Posted on 2 June 2025 by financepro


Defence funds offer a compelling opportunity for investors seeking to capitalise on a structural growth theme with long-term compounding potential. As these funds carry higher concentration risk, a 5–10% allocation in the overall equity portfolio would be ideal, balancing growth potential with prudent diversification.

The Nifty India Defence TRI has surged around 30% in the last one month and 60% in the previous three months,

significantly outperforming the broader indices.
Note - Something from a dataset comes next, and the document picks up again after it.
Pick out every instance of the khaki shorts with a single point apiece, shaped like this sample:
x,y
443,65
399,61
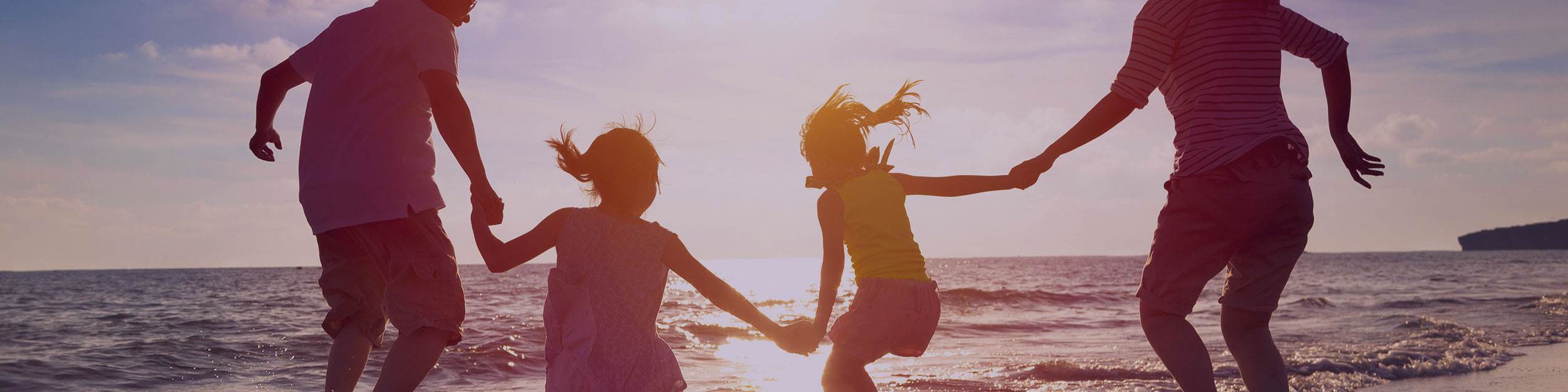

The four thematic mutual funds focusing on defence collectively manage over Rs 10,000 crore in assets under management now, up from under Rs 1,500 crore a year ago.

Soumya Sarkar, co-founder, Wealth Redefine, says this sector depends on government policies and big projects, and it takes time to grow. “Start by putting a small part of your portfolio into these funds through systematic investment plans. Stick to funds with a good track record, and stay invested for at least five years to ride out short-term ups and downs,” he says.
Gaining traction

Defence funds are gaining traction due to a confluence of structural tailwinds: a sharp rise in India’s defence capital outlay, indigenisation through Atmanirbhar Bharat, and strong order books of listed defence PSUs. In FY25, India’s defence budget allocation touched Rs 6.2 lakh crore, up 13% year-on-year. The recent India–Pakistan conflict and persistent tensions with China have sharpened the focus on defence preparedness.

Concentration risks

Concentration risk is inherent as these funds are focused on a singlesector. Policy reversals, project execution delays, or global geopolitical shocks can impact returns. “Understanding fund strategy, portfolio composition, and key holdings is essential,” says Nirav Karkera, head, Research, Fisdom.

Satellite portfolio

Defence funds fit well in a satellite portfolio since they add high-growth potential but come with higher risk. As the sector has seen a sharp rally recently, valuations are a bit stretched. Valuations in the sector have re-rated sharply — several stocks in the Nifty India Defence Index are now trading at 40–50x earnings, which is elevated relative to historical averages.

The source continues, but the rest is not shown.